Delayed or Not: How the DOL Fiduciary Rule Is Transforming Commission Products
We still await formal response from the Department of Labor (DOL) to President Trump’s executive order instructing the DOL to re-evaluate the fiduciary rule. The DOL reportedly filed documents with the Office of Management and Budget (OMB) last week regarding how it will respond to the executive order, but those documents will not be made public until the OMB has reviewed them.
On the legal front, the Texas federal judge in the lawsuit brought by industry groups against the DOL ruled last week in favor of the DOL, allowing the rule to stand.
Many advisors have asked us if a delay of the April 10, 2017, implementation date – or even a full repeal of the rule – would mean all the changes we have discussed over the past year will simply roll back to their pre-DOL state.
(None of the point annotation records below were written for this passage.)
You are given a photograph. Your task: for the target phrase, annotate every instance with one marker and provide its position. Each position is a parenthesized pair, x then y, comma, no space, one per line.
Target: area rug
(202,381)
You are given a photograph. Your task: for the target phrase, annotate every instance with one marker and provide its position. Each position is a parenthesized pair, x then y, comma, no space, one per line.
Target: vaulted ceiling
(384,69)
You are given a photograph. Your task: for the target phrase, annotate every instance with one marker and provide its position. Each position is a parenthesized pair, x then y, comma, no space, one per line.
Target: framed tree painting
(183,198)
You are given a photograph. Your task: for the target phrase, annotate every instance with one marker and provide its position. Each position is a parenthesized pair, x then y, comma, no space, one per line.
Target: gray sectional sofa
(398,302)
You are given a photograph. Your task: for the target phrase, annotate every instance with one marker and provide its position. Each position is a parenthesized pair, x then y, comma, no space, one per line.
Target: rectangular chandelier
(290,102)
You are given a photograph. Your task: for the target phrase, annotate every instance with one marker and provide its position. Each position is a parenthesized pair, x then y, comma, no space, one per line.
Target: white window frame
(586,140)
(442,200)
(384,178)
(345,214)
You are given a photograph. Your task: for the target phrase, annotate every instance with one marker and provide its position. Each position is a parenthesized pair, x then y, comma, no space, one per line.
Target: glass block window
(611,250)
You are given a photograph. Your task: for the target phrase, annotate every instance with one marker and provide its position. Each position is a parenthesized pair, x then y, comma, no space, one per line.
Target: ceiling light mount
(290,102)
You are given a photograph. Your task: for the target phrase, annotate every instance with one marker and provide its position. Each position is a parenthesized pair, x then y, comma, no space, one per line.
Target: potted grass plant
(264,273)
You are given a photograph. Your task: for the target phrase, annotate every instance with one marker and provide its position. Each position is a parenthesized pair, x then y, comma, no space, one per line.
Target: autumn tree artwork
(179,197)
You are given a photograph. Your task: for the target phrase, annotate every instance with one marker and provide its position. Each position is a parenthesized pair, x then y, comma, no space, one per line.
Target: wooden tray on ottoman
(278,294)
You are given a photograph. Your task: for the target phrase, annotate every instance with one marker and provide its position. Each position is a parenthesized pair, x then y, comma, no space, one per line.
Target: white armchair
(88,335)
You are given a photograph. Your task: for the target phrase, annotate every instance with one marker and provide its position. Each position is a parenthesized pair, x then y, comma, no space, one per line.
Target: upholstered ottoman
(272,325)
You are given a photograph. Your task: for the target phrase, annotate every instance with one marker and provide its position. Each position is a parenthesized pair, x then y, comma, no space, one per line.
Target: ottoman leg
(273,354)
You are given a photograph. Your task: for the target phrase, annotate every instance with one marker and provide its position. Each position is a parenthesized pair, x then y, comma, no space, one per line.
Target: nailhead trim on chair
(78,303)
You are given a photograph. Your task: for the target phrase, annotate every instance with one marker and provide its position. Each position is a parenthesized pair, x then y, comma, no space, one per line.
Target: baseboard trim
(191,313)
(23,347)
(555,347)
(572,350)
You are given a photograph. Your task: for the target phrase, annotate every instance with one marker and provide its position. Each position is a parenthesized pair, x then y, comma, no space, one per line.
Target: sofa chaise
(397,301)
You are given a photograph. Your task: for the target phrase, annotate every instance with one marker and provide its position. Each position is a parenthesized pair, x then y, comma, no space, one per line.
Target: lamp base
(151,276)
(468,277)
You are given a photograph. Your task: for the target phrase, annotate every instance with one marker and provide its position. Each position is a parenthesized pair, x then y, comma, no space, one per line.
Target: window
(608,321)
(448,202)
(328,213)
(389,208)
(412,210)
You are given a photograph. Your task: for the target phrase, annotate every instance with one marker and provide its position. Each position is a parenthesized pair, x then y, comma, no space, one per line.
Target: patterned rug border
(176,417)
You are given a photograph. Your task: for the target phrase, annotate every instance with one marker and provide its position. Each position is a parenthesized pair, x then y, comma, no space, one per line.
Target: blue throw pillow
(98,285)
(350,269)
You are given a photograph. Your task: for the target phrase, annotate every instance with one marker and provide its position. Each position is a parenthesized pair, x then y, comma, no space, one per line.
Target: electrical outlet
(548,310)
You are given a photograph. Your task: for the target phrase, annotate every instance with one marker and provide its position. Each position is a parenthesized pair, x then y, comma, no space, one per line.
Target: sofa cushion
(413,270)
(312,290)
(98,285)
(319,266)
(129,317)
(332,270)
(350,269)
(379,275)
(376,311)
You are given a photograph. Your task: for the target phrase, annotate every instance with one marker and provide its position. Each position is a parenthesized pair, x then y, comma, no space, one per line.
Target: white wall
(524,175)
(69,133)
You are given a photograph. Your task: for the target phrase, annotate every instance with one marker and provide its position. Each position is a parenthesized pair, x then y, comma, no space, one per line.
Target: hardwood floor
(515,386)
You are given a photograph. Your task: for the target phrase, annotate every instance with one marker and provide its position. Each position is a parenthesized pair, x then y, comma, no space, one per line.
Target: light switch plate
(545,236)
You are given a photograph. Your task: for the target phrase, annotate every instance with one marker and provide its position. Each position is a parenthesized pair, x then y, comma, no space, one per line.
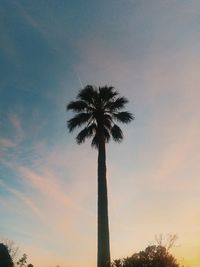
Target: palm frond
(124,116)
(78,120)
(116,133)
(77,106)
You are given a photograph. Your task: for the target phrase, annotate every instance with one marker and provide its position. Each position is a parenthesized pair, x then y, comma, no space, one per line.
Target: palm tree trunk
(103,226)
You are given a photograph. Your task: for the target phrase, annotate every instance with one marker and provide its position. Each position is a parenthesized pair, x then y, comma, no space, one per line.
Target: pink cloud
(6,143)
(26,200)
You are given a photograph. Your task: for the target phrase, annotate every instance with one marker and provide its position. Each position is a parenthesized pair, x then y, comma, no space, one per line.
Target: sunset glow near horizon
(149,51)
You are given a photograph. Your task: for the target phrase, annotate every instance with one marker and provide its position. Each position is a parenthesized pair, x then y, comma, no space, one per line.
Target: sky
(149,51)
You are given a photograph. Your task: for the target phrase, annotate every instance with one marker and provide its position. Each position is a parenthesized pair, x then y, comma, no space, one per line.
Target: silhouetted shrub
(152,256)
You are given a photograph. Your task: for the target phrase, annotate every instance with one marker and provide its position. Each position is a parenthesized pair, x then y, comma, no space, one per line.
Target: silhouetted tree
(13,249)
(22,261)
(5,258)
(152,256)
(97,109)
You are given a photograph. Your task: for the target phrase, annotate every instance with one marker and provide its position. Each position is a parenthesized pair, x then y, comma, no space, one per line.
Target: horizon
(149,51)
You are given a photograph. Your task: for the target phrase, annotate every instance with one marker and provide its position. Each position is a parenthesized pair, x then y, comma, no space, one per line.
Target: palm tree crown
(98,109)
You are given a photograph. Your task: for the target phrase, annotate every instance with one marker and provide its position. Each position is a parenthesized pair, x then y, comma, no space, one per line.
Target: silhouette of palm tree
(97,109)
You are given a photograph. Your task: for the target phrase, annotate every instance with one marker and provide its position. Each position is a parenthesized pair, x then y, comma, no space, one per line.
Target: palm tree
(97,109)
While a delay, review or repeal of the rule would likely alleviate some aspects, the industry has already begun an evolution to increase transparency and further reduce conflicts of interest.
As we’ve previously mentioned, this evolution began before the DOL finalized its fiduciary rule in April 2016. The Securities Exchange Commission (SEC) has driven the movement to eliminate 12b-1 fees in advisory accounts, as well as the conversion of mutual funds within advisory accounts to lower-cost share classes specifically designed for advisory accounts. In accordance with SEC guidance, as of Jan. 1 of this year, Securities Service Network rebates all 12b-1 fees in advisory accounts back to the clients. The mutual fund share class conversion project is under way, with a new approved mutual fund list anticipated by the end of February and conversions beginning in March.
Regardless of the outcome of the DOL fiduciary rule, the SEC-driven changes in advisory accounts will not be rolled back. We encourage you to take action, if you haven’t already, to adjust your practice – including service and pricing models – to reflect this new reality of the advisory business. To assist you, we created a guide for evaluating your service and fee matrix and discussing fees with clients.
Like the SEC, FINRA has been focusing on conflicts of interest, including costs to clients and compensation structures within similar products. In 2015, FINRA paid significant attention to the use of L-share variable annuities due to the “shorter surrender periods, but higher costs.” In 2016, FINRA focused on the use of mutual fund A, B and C share classes within 529 plans, indicating firms should assess which share class is appropriate based on the client’s investment time horizon and liquidity needs. In 2017, FINRA again is focusing on mutual funds and variable annuities to identify sales practice violations such as excessive and short-term trading of long-term products. The past several years of examination letters show FINRA has a focus on conflicts associated with the compensation for product share classes.
Similarly, the DOL made it clear that one of the biggest conflicts for advisors is differing compensation for the same type of product. Product companies and firms have been working together to eliminate compensation incentives to sell one product over another by leveling commissions for each product type. Doing so would significantly reduce the ability for a plaintiff’s attorney to argue that compensation played a part in the selection of the product within its own category of product.
The potential delay of the DOL rule adds another layer of uncertainty around the changes occurring with commission products. Tracing the entire compensation chain for these products, analyzing each action and entity for issues under the rule, and proposing action that doesn’t create a chain effect of unintended consequences, has been incredibly challenging for product sponsors and broker-dealers.
With so many changes already in motion to level compensation on product types and reduce costs to consumers, the proliferation of new lower-cost products may be the new normal, regardless of what happens to the DOL rule. When we have clarity around whether the rule will move ahead as planned, be delayed for a specified amount of time or be repealed, we will reassess the new product landscape and make adjustments to our policies and processes as needed to best serve clients and advisors.